4. Bargaining Power of the Customer (Buyer): The ability of the customer to put the firm under pressure or change its marketplace behavior. “The church’s products are perceived as being standard or undifferentiated, switching costs are low, and buyers pose a credible threat of backward integration or for creating their own substitutes for the values offered by religious organizations” (Caferky 21). A for-profit firm can alter buyer power by attempting to lock buyers into an agreement, by differentiating the product and/or buyer selection. On the surface, this force seems to be an overlap with the previous ones. Very subtly, however, it gets to an issue with which many of our churches are struggling: who is really in control of the church? Are churches “customer” driven, are they “leader” driven, or are they “divinely” driven? And to what degree are these different drivers congruent/divergent with/from each other? Customer-driven churches are seen as market-driven, which is sometimes understood as both good and bad. Leader-driven churches are seen as hierarchical at best and dictatorial at worst, and divinely-driven churches are perceived as everything from other-worldly to mystical to cultish to fundamental. The current marketplace seems to favor customer-driven churches, but my question is: are customer-driven churches in danger of no longer preaching a message that produces “new creations,” that is, where the “old man” is put off, replaced by the “new man?” Porter’s framework would argue that the more susceptible our churches are to “buyer power,” the less likely they are to “succeed.” I don’t think we really believe that.

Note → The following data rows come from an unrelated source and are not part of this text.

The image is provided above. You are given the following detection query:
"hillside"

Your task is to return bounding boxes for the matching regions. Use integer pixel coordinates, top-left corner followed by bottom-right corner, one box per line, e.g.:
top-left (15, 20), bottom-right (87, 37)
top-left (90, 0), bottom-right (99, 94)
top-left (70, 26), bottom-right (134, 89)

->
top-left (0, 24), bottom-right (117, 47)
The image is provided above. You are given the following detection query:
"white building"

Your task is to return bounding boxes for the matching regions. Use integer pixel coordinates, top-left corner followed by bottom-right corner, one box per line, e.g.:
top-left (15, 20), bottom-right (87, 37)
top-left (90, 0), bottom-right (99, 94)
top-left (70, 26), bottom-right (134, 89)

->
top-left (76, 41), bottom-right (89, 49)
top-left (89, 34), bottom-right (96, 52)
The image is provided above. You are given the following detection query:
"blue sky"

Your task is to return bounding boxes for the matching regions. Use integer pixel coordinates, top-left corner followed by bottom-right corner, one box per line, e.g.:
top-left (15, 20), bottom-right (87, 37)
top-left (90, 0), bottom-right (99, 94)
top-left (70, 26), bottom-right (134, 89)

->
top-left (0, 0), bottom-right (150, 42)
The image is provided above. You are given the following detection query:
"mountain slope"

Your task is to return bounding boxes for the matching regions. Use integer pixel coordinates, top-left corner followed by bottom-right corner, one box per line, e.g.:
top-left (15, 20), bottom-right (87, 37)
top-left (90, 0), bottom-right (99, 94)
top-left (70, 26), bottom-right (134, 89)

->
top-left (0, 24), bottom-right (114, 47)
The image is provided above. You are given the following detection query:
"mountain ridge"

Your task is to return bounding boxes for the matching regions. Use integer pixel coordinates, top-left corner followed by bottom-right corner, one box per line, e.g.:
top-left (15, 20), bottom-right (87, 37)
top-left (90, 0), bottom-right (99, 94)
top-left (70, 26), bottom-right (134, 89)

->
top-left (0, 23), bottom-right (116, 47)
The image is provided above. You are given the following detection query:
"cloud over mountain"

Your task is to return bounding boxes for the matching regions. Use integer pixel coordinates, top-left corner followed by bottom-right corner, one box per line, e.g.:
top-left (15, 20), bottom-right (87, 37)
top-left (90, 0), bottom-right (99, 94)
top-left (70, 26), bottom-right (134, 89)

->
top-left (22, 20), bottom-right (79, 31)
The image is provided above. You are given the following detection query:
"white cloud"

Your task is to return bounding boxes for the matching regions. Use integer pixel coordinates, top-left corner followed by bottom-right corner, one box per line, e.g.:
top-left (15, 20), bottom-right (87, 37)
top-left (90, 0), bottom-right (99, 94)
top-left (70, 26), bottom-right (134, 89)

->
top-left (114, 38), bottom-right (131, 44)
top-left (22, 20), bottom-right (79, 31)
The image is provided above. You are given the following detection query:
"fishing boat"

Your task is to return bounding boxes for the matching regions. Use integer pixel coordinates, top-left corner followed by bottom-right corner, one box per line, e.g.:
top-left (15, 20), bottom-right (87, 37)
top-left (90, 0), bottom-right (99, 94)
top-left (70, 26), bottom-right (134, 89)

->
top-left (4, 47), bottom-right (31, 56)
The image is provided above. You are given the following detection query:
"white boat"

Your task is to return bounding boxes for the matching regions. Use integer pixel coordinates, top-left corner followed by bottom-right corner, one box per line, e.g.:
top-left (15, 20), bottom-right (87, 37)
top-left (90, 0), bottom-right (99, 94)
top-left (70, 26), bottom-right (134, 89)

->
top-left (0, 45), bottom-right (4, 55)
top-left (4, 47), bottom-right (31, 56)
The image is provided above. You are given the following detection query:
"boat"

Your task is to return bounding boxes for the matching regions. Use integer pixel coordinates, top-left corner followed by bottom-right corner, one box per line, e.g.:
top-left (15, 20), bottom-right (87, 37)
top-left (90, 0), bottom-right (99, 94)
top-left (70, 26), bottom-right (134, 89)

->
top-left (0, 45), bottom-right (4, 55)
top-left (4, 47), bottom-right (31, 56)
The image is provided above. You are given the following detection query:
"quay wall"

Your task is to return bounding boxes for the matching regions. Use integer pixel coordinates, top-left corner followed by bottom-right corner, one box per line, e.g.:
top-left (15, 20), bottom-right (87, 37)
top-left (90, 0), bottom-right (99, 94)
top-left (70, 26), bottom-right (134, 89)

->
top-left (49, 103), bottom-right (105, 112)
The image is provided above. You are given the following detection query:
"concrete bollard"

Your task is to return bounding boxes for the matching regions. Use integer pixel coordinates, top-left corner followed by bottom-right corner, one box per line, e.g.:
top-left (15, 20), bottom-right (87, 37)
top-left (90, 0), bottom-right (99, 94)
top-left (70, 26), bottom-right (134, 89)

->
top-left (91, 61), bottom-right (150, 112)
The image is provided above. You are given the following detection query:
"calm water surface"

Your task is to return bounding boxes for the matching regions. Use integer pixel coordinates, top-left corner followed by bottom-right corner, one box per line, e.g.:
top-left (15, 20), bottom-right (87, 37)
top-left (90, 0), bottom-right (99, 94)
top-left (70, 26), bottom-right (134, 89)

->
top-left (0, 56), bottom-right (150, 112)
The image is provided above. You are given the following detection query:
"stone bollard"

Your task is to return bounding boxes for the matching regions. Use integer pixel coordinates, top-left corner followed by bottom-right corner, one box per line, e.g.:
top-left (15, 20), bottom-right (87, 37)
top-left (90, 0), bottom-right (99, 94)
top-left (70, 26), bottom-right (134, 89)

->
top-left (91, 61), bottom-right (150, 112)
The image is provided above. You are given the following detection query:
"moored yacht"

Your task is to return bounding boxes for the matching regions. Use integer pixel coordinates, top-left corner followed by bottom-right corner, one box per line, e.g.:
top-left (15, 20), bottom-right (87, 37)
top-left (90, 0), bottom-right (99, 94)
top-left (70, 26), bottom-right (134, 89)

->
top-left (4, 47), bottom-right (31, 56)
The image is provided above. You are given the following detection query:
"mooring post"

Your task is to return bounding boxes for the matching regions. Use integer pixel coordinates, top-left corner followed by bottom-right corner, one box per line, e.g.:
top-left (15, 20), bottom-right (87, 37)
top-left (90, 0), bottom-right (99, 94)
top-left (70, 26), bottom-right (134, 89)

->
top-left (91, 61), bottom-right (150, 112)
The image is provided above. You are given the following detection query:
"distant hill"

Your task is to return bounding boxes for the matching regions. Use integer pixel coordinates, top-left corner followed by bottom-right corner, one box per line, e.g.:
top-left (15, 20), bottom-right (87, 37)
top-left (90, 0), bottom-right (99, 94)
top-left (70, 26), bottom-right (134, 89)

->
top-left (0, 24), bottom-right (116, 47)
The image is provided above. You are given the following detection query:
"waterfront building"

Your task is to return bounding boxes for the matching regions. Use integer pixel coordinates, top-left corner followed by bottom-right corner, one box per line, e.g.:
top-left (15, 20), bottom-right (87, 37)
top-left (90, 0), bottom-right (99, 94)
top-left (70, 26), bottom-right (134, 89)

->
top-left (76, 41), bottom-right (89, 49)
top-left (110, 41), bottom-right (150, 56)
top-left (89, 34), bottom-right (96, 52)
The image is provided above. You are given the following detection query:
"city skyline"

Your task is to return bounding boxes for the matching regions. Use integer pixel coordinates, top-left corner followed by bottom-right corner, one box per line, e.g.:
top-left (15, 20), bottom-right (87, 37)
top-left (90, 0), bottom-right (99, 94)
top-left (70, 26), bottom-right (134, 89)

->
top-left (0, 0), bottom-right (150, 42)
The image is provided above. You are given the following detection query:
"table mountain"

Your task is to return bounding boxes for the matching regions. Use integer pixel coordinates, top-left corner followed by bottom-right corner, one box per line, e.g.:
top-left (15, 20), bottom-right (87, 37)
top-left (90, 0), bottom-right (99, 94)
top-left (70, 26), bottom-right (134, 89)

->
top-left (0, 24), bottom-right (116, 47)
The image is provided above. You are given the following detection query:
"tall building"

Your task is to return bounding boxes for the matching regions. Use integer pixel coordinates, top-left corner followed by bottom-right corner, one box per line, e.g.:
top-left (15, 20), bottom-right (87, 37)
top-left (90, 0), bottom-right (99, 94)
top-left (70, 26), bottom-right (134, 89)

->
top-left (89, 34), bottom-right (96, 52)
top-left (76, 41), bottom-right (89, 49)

5. Bargaining Power of the Supplier: The ability of those who supply the firm with essentials to influence its behavior. Cafferky argues well that for churches, these “suppliers” are “charismatic celebrity visionaries, religiously affiliated institutions of higher education, professional associations, denominational leaders, congregational members, organizational founders and, even secular influentials in the wider culture” (23). Where any of these forces are stronger than the firm itself, he argues, the firm’s strategy/behavior will be under pressure to yield in ways that tend to make it less successful. Because this is so similar in principle to the previous force, I don’t see the need to expand further. Perhaps the real question is what is motivating your church? When you discuss changes—or no changes—among yourselves, from where do your evidences come? Do they come from your “consumers” or from your “suppliers”? And to what degree? Is your church completely dominated and driven by outside market forces?
There are no answers in Porter’s Five Forces for Analysis; there are only questions to raise? Porter has suggested only a framework for analyzing and evaluating. However, the analysis should lead to conclusions about the way your church “does business.”
Sometimes putting a picture into a new frame really helps us see the picture differently enough to truly re-evaluate. I’ve tried to raise a few of the questions about how we do church, really just to stimulate your thinking.
I’d love to hear your questions or your conclusions. Seeking first the kingdom of God is where our hearts are, and our prayer is for wisdom.